ダイバーシティとは?重視される理由やメリット、企業選びでの見極めポイントを知っておこう

近年、多くの企業がさまざまな形で「ダイバーシティ」を推進していると言われます。ダイバーシティとはどういった意味で、どんなメリットがあり、それによってこれからの働き方はどう変わるのでしょうか。また、就活でダイバーシティを推進する企業を志望する場合、どのような点に注目すればよいかも併せて解説します。

ダイバーシティとは

近年注目されている「ダイバーシティ」と、そこから派生した言葉の意味について説明します。

ダイバーシティという言葉の意味

ダイバーシティは、直訳すると「多様性」。性別・年齢・働き方・国籍・障がいの有無など、さまざまな違いを持つ人たちが同じ場に集った状態を言います。
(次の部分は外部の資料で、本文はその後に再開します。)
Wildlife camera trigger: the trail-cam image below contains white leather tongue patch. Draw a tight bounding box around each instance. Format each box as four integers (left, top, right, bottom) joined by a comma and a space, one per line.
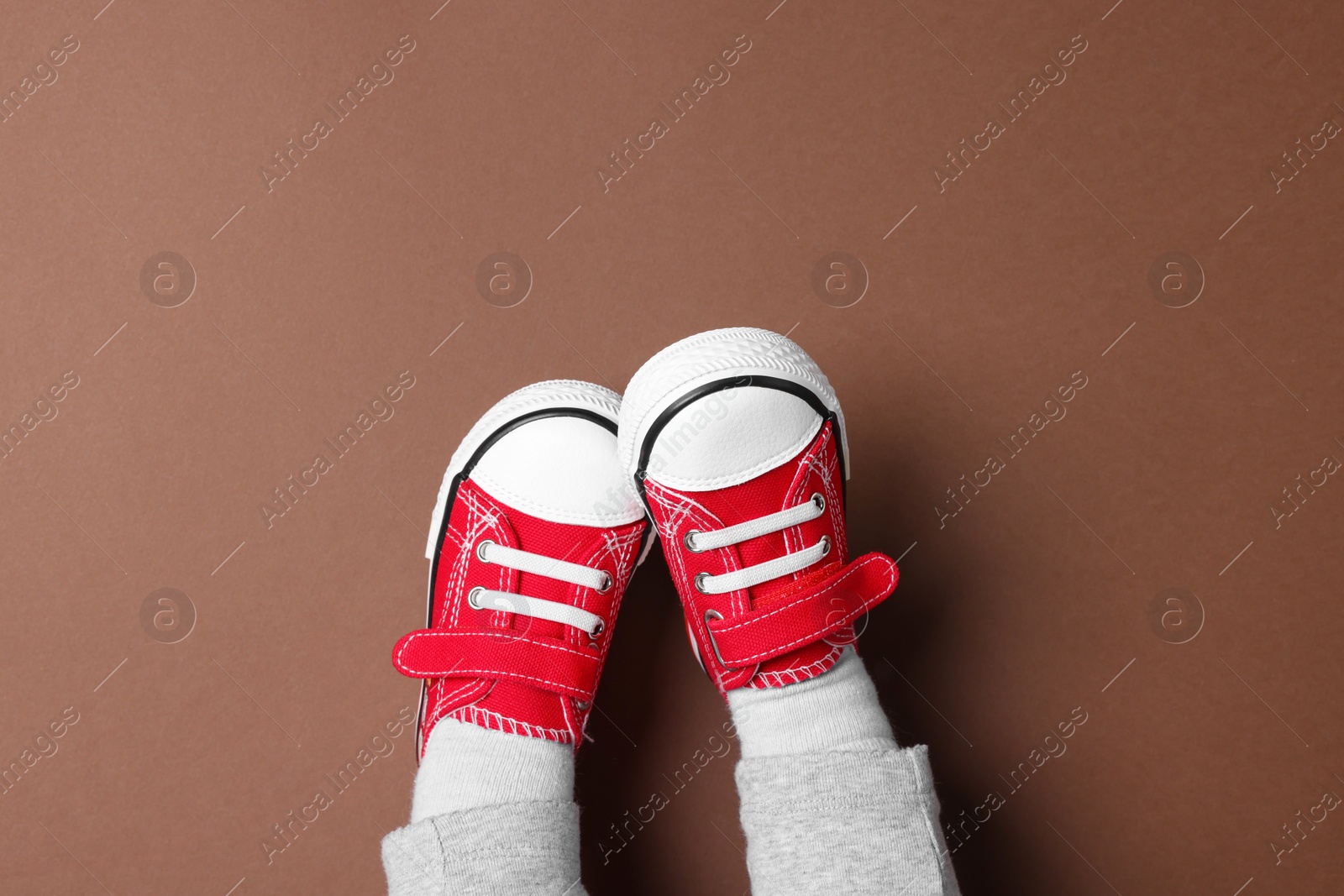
470, 417, 643, 528
648, 385, 822, 491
これまでは「画一性」を求めがちだった日本の企業組織を見直し、「多様な人材を登用していこう」という潮流が生まれたことで、注目されるようになりました。

ダイバーシティ&インクルージョンとの違い

今は「ダイバーシティ&インクルージョン」という表現もよく耳にします。インクルージョンとは「包括」「包含」の意。多様な人が集うだけではなく、すべての人が組織に受け入れられ、チームとなり、活躍しながら共に成長していける環境を意味し、「ダイバーシティ」の考え方がより進化したものだと言えるでしょう。

さらに最近は「エクイティ」=「公正性」という言葉も加わり、「ダイバーシティ・エクイティ&インクルージョン」と表現されることも増えてきました。

企業のダイバーシティ取り組み事例

現在、さまざまなアプローチでダイバーシティ推進に力を入れている企業の事例を、3つご紹介しましょう。
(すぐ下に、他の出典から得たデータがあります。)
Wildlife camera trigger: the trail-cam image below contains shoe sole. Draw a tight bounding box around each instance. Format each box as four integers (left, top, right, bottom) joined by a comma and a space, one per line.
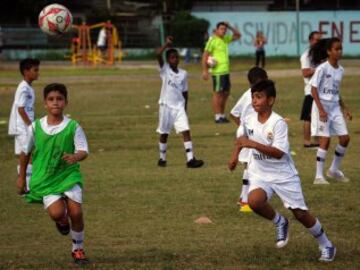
314, 179, 330, 185
326, 172, 350, 183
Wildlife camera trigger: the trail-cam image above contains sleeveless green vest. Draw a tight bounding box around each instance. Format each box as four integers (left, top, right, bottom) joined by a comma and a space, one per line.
25, 119, 83, 203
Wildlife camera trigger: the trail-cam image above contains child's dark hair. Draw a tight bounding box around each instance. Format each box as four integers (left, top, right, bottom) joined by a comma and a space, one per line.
19, 58, 40, 75
251, 79, 276, 97
248, 67, 268, 85
216, 22, 227, 29
44, 83, 67, 100
165, 48, 179, 60
309, 37, 341, 66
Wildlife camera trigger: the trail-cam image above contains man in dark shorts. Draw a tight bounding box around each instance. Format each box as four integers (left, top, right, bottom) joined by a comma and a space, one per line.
300, 31, 321, 148
202, 22, 241, 124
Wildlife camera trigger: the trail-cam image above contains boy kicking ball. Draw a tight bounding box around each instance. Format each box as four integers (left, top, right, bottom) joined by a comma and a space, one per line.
229, 80, 336, 262
17, 83, 89, 265
157, 37, 204, 168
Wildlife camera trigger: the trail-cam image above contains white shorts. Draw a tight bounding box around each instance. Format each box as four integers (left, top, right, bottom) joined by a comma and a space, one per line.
156, 104, 190, 134
249, 175, 308, 210
43, 185, 82, 209
239, 148, 251, 163
14, 134, 27, 155
311, 100, 349, 137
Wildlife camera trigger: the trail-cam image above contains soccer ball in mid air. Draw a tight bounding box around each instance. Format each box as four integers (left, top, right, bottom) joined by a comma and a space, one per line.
39, 4, 72, 36
206, 56, 217, 68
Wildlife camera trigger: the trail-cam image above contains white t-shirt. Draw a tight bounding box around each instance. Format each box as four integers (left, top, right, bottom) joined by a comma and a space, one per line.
310, 61, 344, 102
300, 48, 315, 95
96, 27, 106, 47
159, 64, 188, 109
238, 112, 298, 182
230, 88, 254, 119
8, 80, 35, 135
24, 116, 89, 154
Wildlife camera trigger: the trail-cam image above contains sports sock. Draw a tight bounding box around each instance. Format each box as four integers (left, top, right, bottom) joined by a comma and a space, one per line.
308, 219, 332, 249
330, 144, 346, 172
159, 143, 167, 160
272, 212, 285, 226
316, 148, 327, 178
241, 169, 249, 203
184, 141, 194, 161
26, 164, 32, 190
71, 230, 84, 251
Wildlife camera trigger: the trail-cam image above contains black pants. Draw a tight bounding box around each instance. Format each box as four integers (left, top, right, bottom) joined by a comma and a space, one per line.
255, 50, 265, 67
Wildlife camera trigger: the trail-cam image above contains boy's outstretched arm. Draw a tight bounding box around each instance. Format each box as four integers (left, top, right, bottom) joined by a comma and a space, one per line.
156, 36, 173, 67
236, 136, 284, 159
16, 152, 31, 195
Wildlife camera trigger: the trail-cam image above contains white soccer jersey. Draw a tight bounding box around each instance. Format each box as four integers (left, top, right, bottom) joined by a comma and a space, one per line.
230, 88, 254, 119
240, 112, 298, 182
300, 48, 315, 95
310, 61, 344, 102
159, 64, 188, 109
8, 80, 35, 135
23, 116, 89, 154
① 納得度の高い「実力主義」で全員が大活躍する会社に

【専門商社・A社】
社員のやる気を引き出す公平な「実力主義」と、決してリストラをしない「生涯雇用」により、一人ひとりが力を発揮できる経営に取り組んでいます。

評価は透明性の高い実力主義。また、業務にかかわったメンバー全員が当事者意識を持てるよう、粗利(売り上げから原価を引いた利益)の一定割合を成果賞与として支給する制度があり、その分配は社員同士の話し合いで決められます。
年齢、国籍、役職、雇用形態を問わず、「数字に表れない貢献度」も含めて公正に評価されることで、社員は高いモチベーションを持って仕事に取り組み、業績も数十年にわたり黒字経営を維持しています。

② 管理職の意識改革でポジティブな組織風土づくり

【製造業・B社】
多様な社員が活躍するフィールドの拡大や、男性の育児参画促進やLGBTQに関するセミナーなどを積極的に開催するほか、ダイバーシティマネジメント研修にも力を入れています。

マネジメント層がダイバーシティについて学びながら、自身の職場に持ち帰り実践するアクションラーニングを実施。一人ひとりの部下と面談し、何を実現したいか、どんなキャリアを描きたいかに耳を傾け、それらを役割に落とし込むことで、個人のキャリアビジョンの実現と組織のビジョンや目標との擦り合わせを徹底的に行います。
さらに優秀な取り組みについては成果発表会を実施して全社に共有。社員全員が活躍できる組織づくりを実践しています。

③ 徹底した生産性向上によって「定時退社」を推進

【通販業・C社】
社員の大半が女性、ワーキングマザーも多数。女性が働きやすい環境をつくるため、残業なしの定時退社を積極的に推奨し、徹底した生産性向上に取り組んできました。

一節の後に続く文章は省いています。